2.なぜ北方領土に渡航してはいけないのか
日本政府は上記の3つ以外の方法で北方領土を訪問することを自粛するよう呼びかけています。その理由については、外務省のHPでQ&Aで紹介されています。
第一に、ロシアの入国手続きを経て北方領土を訪れることは、北方領土がロシアの主権下にあることを認めることになるからです。
日本国内にいるのに、パスポートを所持し、ビザを発給をしなければならないというのはおかしい話です。北方領土は日本の領土だというのが日本政府の立場なわけですから、当然日本人にはパスポートもビザも必要ないはずです。そのため、ロシアの入国手続きを行ってしまうと、北方領土において日本人は「外国人」であり、北方領土はロシアの「国内」であるということになってしまい、ロシアの主張を正当化することになってしまうのです。
第二に、北方領土に対する日本の立場を弱めかねません。
「自粛」というのは自ら制限することであって、強制ではありません。ですから、一個人であれば北方領土に自由に訪問していいだろう、と考える人もいるかもしれません。しかし、仮に個人の行動であっても、日本人がロシアの入国手続きを経て北方領土を訪問することが続けば、「なんだ日本人は北方領土におけるロシアの主権を認めているではないか」という認識を、ロシアやロシア以外の諸外国に与えかねません。こうしたことが「実績」として積み重なってしまうと、北方領土問題の解決から遠ざかってしまうのです。
そして第三に、これは僕が考えたものですが、元島民の方の想いを踏みにじることになる、というものです。
1945年のソ連による北方領土占領時、島には1万7000人の島民が住んでいましたが、彼らは全員強制退去となり、北海道へと渡りました。元島民の方々は今日まで四島返還運動の前線に立たれており、故郷に思いをはせながらも、上述の枠組み以外では北方領土を訪れないようにされています。もし、目の前にありながらも決して訪れることのできない故郷にロシアの入国手続きを経て訪れている人がいたら、彼らの80年近くに渡る努力や故郷への想いはどうなってしまうのでしょうか。そして、島の写真を気安くSNSにアップロードしてしまうのは、彼らを愚弄することに等しい行いだと思います。
3.外国人なら訪問してよいのか?
その後回ってきたポストによると、今回訪問したアカウントの方は、どうやら日本語を話す中国籍の方のようです。
これを見て、「日本人ではないのだから、とやかくいうことはできないだろう」という意見も見かけました。

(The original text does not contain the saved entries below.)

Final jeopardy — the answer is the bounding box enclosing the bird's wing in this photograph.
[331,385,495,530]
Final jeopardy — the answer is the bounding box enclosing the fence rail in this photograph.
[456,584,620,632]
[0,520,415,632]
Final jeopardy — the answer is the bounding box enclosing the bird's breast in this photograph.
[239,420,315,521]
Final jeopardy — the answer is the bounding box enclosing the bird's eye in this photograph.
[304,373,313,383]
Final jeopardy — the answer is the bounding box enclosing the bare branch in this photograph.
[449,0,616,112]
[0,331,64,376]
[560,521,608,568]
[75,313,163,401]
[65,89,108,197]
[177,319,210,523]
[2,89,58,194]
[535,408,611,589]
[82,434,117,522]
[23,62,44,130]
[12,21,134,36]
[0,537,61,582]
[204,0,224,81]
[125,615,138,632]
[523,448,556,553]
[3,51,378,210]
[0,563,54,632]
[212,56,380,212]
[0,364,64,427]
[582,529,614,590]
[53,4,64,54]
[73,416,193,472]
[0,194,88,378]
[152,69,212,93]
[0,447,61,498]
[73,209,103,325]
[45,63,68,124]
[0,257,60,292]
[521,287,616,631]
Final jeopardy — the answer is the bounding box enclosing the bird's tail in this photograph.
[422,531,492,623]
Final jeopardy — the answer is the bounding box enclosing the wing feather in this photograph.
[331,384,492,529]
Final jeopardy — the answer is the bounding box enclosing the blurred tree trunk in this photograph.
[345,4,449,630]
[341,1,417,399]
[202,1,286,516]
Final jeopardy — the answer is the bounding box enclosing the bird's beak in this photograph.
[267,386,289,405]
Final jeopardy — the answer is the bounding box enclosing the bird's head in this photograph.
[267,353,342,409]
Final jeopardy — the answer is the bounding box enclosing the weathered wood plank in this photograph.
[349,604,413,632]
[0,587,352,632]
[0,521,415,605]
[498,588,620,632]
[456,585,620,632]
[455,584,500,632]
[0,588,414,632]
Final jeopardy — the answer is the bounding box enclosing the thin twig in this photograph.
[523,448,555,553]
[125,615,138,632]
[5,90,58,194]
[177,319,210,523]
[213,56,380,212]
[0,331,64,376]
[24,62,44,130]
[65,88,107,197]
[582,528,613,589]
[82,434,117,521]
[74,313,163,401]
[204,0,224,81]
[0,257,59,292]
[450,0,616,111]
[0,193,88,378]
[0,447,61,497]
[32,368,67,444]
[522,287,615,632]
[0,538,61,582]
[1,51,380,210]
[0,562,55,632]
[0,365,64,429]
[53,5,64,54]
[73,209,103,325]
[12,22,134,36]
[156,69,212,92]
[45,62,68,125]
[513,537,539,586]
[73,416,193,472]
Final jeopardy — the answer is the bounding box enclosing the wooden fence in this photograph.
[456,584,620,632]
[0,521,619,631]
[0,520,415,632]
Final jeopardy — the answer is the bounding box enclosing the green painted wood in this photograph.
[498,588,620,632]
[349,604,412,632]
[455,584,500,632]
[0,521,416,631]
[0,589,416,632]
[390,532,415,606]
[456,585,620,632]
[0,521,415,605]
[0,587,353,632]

しかし、日露以外の第三国の方であっても、ロシアの入国手続きを経て北方領土を訪問することは、四島が日本の主権下にあるという日本政府の主張を冒すものになります。先日も、駐露ルーマニア公使が北方領土を訪問し、日本政府は苦言を呈しています。
日本人の場合と同じで、外国人の北方領土訪問が続けば、北方領土問題に関する日本の立場を弱め、ロシアの実効支配を強めることにつながります。なぜなら「日露以外の第三国も、北方領土はロシアの主権下にあると認めている」というお墨付きを与えかねないからです。たとえそれが観光であったとしても、ロシアによる観光地化を進め、経済的な支配も進めてしまうことにもなります。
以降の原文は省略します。